常宁乐呵着说道“那是我师父的独mén点xue秘招,只不过,我那弟弟加以改进了而已……呵呵,后来怎么样了呢?”
“解铃当须糸铃人,人家自然是打电话到家里喽,你小子关机玩起了失踪,幸亏余振夫说跟你学过这mén功夫,所以是他主动前去,忙了两个小时,才帮那五个hun小子解除了痛苦。”

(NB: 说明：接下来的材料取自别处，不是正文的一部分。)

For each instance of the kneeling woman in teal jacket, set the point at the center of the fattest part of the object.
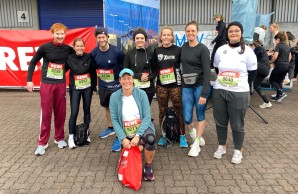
(131, 118)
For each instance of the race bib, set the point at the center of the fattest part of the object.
(228, 78)
(106, 75)
(140, 84)
(82, 81)
(131, 127)
(55, 71)
(167, 76)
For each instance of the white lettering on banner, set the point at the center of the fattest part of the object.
(7, 60)
(166, 57)
(82, 76)
(8, 55)
(165, 71)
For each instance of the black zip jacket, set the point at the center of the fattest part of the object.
(222, 33)
(79, 65)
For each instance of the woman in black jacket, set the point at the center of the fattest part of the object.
(220, 39)
(139, 60)
(262, 71)
(82, 81)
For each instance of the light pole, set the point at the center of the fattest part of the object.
(121, 22)
(113, 15)
(126, 26)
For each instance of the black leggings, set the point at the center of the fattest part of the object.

常宁乐不可支,坐在躺椅上,四肢朝天的晃dàng起来。
“爷爷,这事……这事没有什么问题吗?”无错不跳字。
宁瑞丰轻描淡写的笑了笑,“能没有问题吗……当然,也不能说有什么大问题,都是同一个体制内的人,互相知根之底,想要别人好看,先得让自己好看……哈哈,就那么回事,你猜猜吧。”
想了想,常宁说道“事情后来的经过应该是这样的……我三叔三婶知道后,怒火冲天,正要找我算帐,那个望京宾馆的卡拉ok却又被一帮军人给砸烂了,他们这才知道,是东海王王群骥
1020您知道哪片云会下雨吗(2/4)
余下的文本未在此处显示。